The culprits are high energy costs from the Bonneville Power Administration and competition from China and South America, says Berry, whose eyes show the tired look of one trying to give hope to people who have little. The victims are some of the last well-paid blue-collar workers in the region.

He doesn't sugarcoat it. "There's really nothing else for these people out there."

Heavy industry, he says, has all but bailed out of America — and met little opposition at the borders.

In Central Washington, that industry always has come largely courtesy of the federal government, whose dams on the mighty Columbia turned a desert into a fertile basin — and had powered the aluminum industry with cheap electricity since the 1940s.

But the government, people here lament, doesn't seem to be in the jobs business anymore.

This can be a touchy subject when your nation is at war, spending $100 billion or more on its engagement in Iraq, and facing an ominous, blank-check future rebuilding project.

Berry, who says he's a strong supporter of troops in the Gulf, is one of few in town to address the connection head-on.

"When President Bush sets aside $900 million to rebuild a country (like Iraq)," he asks, "why not set aside the same amount to rebuild our own?"

Others, with their friends and neighbors' children in the war, are more reluctant to go there. Possibly because the cost is still unknown, people here blame their predicament less on war spending than on government pork — or on environmental rules that have curbed dam flows and slashed logging in the Mount Adams foothills to the west.

Mostly, they curse the lack of attention to, and prosecution of, the maddeningly faceless people responsible for the Enron debacle and accompanying energy crisis — the final blow to their struggling industry.

But even some strong proponents of the war can't help worry about the cost, especially in the face of a burgeoning federal deficit.

"The war needs to be fought," says Fred Krueger, a Vietnam-era Army veteran laid off from the aluminum plant last year. "The war is a necessity. But we're going to pay for it."

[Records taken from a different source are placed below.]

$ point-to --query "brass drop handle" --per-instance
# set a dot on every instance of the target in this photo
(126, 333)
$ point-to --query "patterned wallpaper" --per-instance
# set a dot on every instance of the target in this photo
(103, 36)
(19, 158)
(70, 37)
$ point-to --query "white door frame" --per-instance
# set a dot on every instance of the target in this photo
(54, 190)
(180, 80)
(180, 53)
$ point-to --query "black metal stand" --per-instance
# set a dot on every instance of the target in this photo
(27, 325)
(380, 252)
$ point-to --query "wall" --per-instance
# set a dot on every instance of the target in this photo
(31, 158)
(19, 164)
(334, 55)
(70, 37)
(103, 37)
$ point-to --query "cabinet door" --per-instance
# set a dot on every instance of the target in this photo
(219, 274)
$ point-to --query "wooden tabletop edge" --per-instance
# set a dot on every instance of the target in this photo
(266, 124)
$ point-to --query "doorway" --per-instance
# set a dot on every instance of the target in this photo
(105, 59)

In a way, the bill already has come due in Goldendale. The thinking: If the government didn't keep cheap juice flowing to smelters during good times, what are the odds in bad?

A couple of blocks away from the Steelworkers' hall, Kathy Norton stands by her desk and shakes her head.

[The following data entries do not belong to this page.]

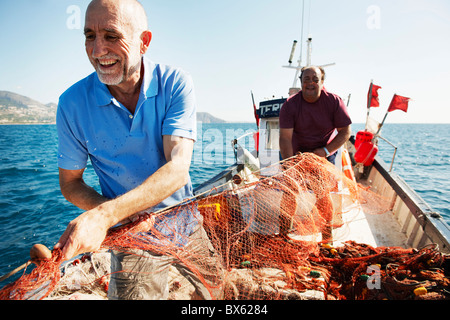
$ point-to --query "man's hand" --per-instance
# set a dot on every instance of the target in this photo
(83, 234)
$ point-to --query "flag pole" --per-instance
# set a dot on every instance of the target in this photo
(369, 101)
(254, 110)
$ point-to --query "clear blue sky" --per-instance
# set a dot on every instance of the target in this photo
(235, 46)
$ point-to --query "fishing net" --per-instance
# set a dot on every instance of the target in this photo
(273, 239)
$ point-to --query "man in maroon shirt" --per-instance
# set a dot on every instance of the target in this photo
(313, 120)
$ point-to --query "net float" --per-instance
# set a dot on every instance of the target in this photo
(40, 252)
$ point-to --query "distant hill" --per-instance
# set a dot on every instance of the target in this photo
(15, 108)
(205, 117)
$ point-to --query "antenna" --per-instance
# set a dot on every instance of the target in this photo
(295, 85)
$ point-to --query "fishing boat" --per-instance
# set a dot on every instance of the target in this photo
(407, 227)
(410, 222)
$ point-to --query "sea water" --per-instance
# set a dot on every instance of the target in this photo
(32, 209)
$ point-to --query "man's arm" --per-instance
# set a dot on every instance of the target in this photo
(286, 149)
(342, 136)
(76, 191)
(87, 232)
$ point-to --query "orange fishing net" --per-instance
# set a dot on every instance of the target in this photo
(273, 240)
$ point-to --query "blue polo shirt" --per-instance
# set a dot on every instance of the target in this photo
(124, 148)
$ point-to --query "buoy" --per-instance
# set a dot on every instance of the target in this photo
(347, 165)
(40, 252)
(366, 153)
(315, 274)
(420, 291)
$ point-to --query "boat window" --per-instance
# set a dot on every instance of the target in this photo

"It's been a real tough time here, and then this (the war), on top of it," she says.

Norton gets it with both barrels. She works in the local economic-development office for people trying to turn Goldendale back upright. And her bookshelf is adorned with photos of her son, Dennis, 27, a member of the Army's V Corps perched on the outskirts of Baghdad.

Her husband, Don, lost his aluminum job last May. Today, he works a mill job for Louisiana Pacific — 200 miles and a mountain range away, in Tacoma.

The Nortons meet up on weekends. It's not perfect. It's reality.

And relief, realistically, is years away.

"Losing the aluminum plant will be terrible," Norton concedes. "People will never see those kind of wages again."

A scant few get lucky. Krueger snared a hydropower job with the U.S Army Corps of Engineers. Most of his fellow workers take community-college retraining courses, then leave the area for other jobs. Some just fade out of sight, simply walking away from mortgages.

"Some of these people have lived and worked here their whole entire lives," laments Dix, a nursing assistant unable to find work in the area. "Where do they go?"

Nobody has good answers. But many here believe their problems are caused by a federal-government betrayal so monumental that it requires a federal-government fix.

They wait and write letters and try to muster hope. The war rages on in Iraq, and people in Klickitat County watch on satellite TV as the nation pulls together.

They understand why war is on everybody's front burner, and that it will stay there for now.

But they fear that when it's all over, the attention of Washington, D.C., will simply drift, as it usually does, somewhere else, far away from the stunning place where the Cascades meet the Columbia.

It's all a matter of national priorities. And the people of Goldendale are getting quite accustomed to not being one of them.